At the heart of the Paris Agreement lies the target to keep the global temperature rise well below 2C while pursuing efforts to not exceed the 1.5C degrees threshold. This is what Fiji and Pacific islands reminded us all at COP23. “1.5C to stay alive”, as the slogan goes. It is paramount that all countries step up their promises to reduce their carbon emissions, taking into consideration different responsibilities and capabilities. The urgency to increase climate action can no longer be sidelined. It requires a change to the structural pillars of our current system that is inevitably dooming humanity towards catastrophic consequences.
Climate change cannot be tackled in isolation. The energy sector as a whole contributes to one-third of global greenhouse gas (GHG) emissions and it goes without saying that it needs a deep and radical transformation. But when we talk about transforming the energy sector, it does not necessarily mean simply stopping the use of fossil fuels and introducing renewable energy sources, instead it is a much more complex debate that must be addressed holistically from the very start. The way the energy sector is currently functioning is also keeping people in poverty due to its governance and financing structures, inherently breaching all fundamental human rights, from the right to food and water to access to electricity and clean cooking, and ultimately widening the gap of inequalities.
With this in mind, we held with Misereor, the Friedrich Ebert Stiftung, PAIRVI and Coastal Development Partnership a side-event at COP23 in Bonn to depict the challenges and opportunities of such just transition, by showcasing stories from those who are at the heart of the transformation needed, particularly workers and poor communities. As a result, we attempted to identify the essential ingredients of a just transition recipe that must be embedded in all climate actions.
Often in our policy work we fall into the trap of using buzzwords and end up distancing ourselves from their original meaning. I believe this is the case for just transition. What does it actually mean?
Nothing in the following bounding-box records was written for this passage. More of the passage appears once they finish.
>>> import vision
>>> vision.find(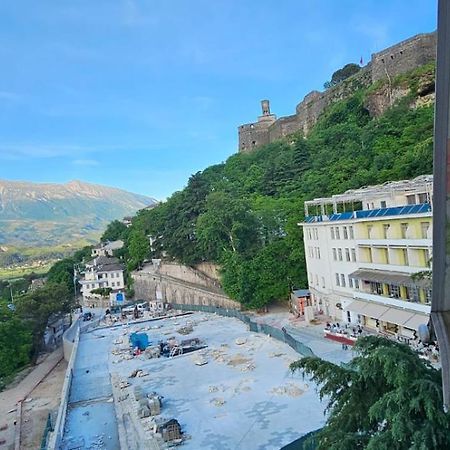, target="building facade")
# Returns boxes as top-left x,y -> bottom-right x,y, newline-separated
302,176 -> 432,339
79,256 -> 125,307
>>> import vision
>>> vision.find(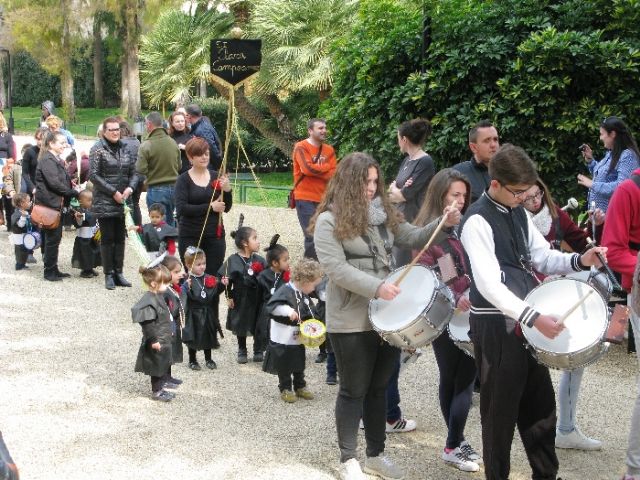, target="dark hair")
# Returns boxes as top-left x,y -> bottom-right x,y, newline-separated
600,117 -> 640,173
264,243 -> 289,266
11,193 -> 31,208
184,137 -> 209,158
149,203 -> 167,217
138,263 -> 171,286
307,118 -> 327,130
413,168 -> 471,227
398,118 -> 431,145
144,112 -> 162,127
184,103 -> 202,117
231,227 -> 255,250
169,112 -> 191,135
489,143 -> 538,186
469,120 -> 494,143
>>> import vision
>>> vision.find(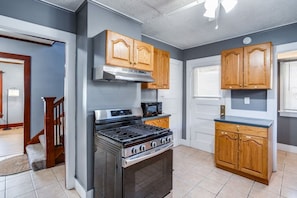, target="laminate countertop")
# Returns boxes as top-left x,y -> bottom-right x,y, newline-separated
214,116 -> 273,128
142,113 -> 171,121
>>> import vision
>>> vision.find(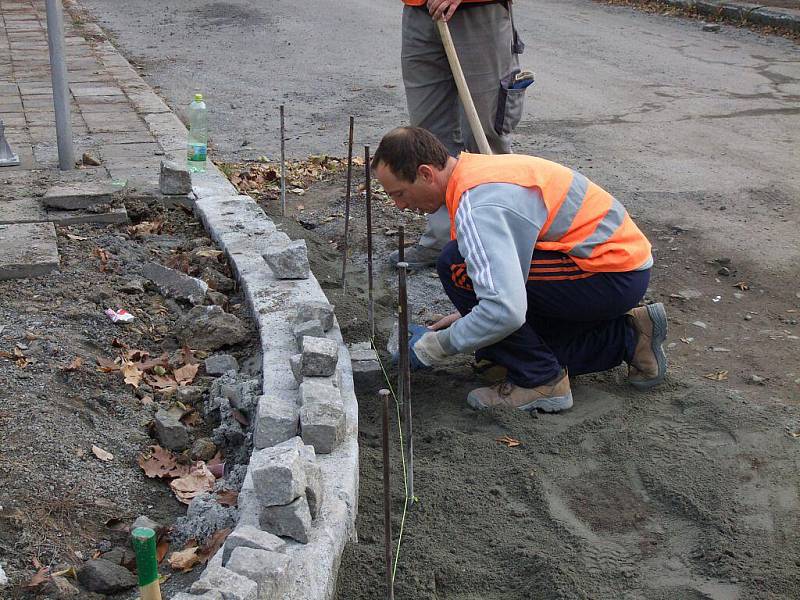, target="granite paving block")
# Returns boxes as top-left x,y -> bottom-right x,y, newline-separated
0,223 -> 59,280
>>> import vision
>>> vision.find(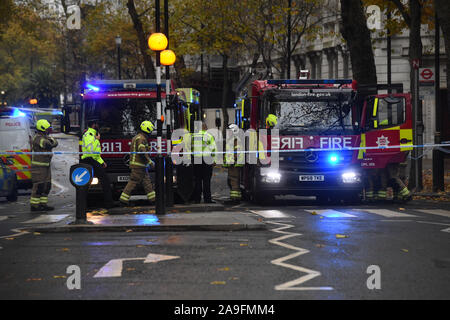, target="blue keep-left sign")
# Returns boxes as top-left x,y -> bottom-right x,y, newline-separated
70,166 -> 92,187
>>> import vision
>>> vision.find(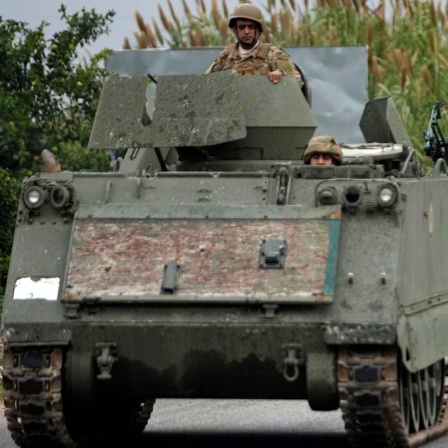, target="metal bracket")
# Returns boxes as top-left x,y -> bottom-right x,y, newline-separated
95,342 -> 118,380
160,261 -> 181,294
258,238 -> 288,269
282,344 -> 305,382
272,166 -> 291,205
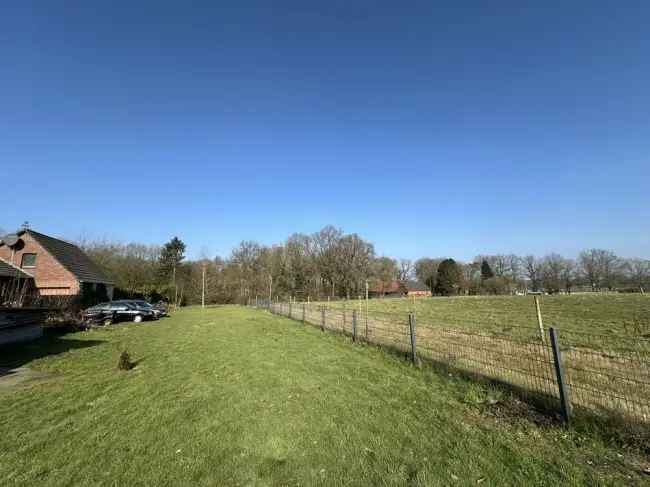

As Rhoda Boateng, from the Africa office of the International Trade Union Confederation (ITUC) reminded us, “just transition essentially means to place the social dimension into the climate and environmental talks: that is to take on board the concerns of workers who are often times the most vulnerable, while we are moving towards a low carbon economy”. For instance workers should not be faced with the choice of either working or destroying the environment. Rather, a clear planning, setting up of guidelines backed by strong policies have to be created, and very importantly adequate public investments must be secured. All of this should be based on a thorough social dialogue that includes comprehensive compensation or social protection schemes for retiring workers as well as trainings in new sectors, as in the renewable energy.
Another key element I believe is that a just transition recipe must follow a different and critical pathway. Transformations are not innovative as such if they follow a business-as-usual approach. Very often initiatives lack a strong and prophetic vision, and this prevents the social transformation to happen. For Soumya Dutta, a long-standing climate justice activist in India, “the vision of the transition we seek is one where energy systems are decentralized, community owned and controlled, and that ensure universal access”. Today’s current energy systems are highly commodified and exclusive, mainly controlled by large corporations, but we have an opportunity to move towards fairer and just systems. We need to keep challenging policy-makers who are highly influenced by corporate interests, and as reiterated by Soumya, we must give space to community-led alternatives to prosper and duplicate in an equitable manner.
Yet as in all recipes, there are ingredients that are essential and problematic at the same time, and for the just transition case it is public finance. I felt anger when listening to S. Jahangir Hasan Masum, from Coastal Development Partnership, who explained that in Bangladesh and generally in Asia, large investments are still in place for many coal-fired power plants, supplied by countries like China, Indonesia and Japan and that money is flowing through the so-called “south-south cooperation”. If we really want to be serious about protecting the most vulnerable communities from climate change impacts governments and multilateral development banks must ensure a just and public finance that is focused on the outcomes, on equity and transparency principles and not on mere accounting rules.
Although it is evident that decarbonisation is vital, governments in developing countries are justifying their actions behind the right to development. Isn’t yet the right to clear air and health also part of sustainable development? Gerry Arances from the Centre for Energy, Ecology and Development in the Philippines, explained the paradox: when a country has 25000 gigawatts renewable energy potential but that in 2016 emitted 40.93 million of tonnes of CO2 emissions from coal consumption, it’s clear that the government isn’t responding to the needs of the people. “We don’t know what will happen if the 1.5C temperature threshold is breached, hence it is a matter of life and death and just transition shouldn’t be a vision alone, but an urgent response to act on climate”.
After all, the just transition recipe isn’t easy, but if all the right ingredients are included, mixed and blended evenly, I am confident that the result can be a truly transformative one. One that can conceive an energy system that increases access and reduces costs, that is in tune with people’s interest and development needs and that recognizes ecological limits. As civil society actors, we must ensure that such just transition is multidimensional, holistic and local, driven by principles of solidarity, social justice and sustainability. Only through a co-creative and inclusive process we can design an economy where the planet and people come first.